Le novitàè apportate sul software di Zimbra
La vulnerabilità, identificata come CVE-2025-25064, ha un punteggio CVSS di 9,8 su un massimo di 10,0. È stata descritta come un errore di iniezione SQL nell’endpoint SOAP del servizio ZimbraSync che riguarda le versioni precedenti alla 10.0.12 e 10.1.4.
Derivante dalla mancanza di una corretta sanitizzazione di un parametro fornito dall’utente, la vulnerabilità potrebbe essere sfruttata da attaccanti autenticati per iniettare query SQL arbitrarie che potrebbero recuperare i metadati delle email manipolando un parametro specifico nella richiesta.
L’azienda ha anche dichiarato di aver risolto un’altra vulnerabilità critica relativa allo scripting inter-sito (XSS) persistente nel client web Zimbra Classic. La falla non ha ancora ricevuto un identificatore CVE.
“La correzione rafforza la sanitizzazione degli input e migliora la sicurezza“, ha dichiarato l’azienda in un avviso, aggiungendo che il problema è stato risolto nelle versioni 9.0.0 Patch 44, 10.0.13 e 10.1.5.

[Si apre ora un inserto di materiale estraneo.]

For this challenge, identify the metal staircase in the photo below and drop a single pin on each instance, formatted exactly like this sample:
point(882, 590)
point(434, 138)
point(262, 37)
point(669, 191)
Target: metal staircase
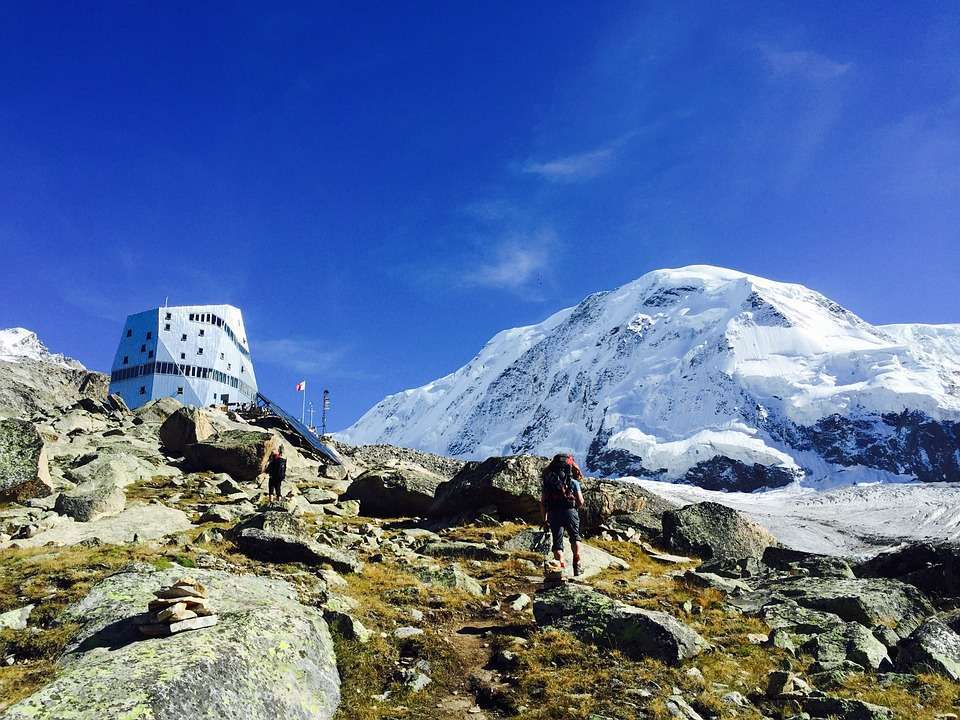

Un’altra vulnerabilità affrontata da Zimbra è la CVE-2025-25065 (punteggio CVSS: 5,3), una falla di severità media di server-side request forgery (SSRF) nel componente del parser del feed RSS che consente una redirezione non autorizzata verso endpoint della rete interna.
Il difetto di sicurezza è stato corretto nelle versioni 9.0.0 Patch 43, 10.0.12 e 10.1.4 e si consiglia ai clienti di aggiornare alle versioni più recenti di Zimbra Collaboration per una protezione ottimale.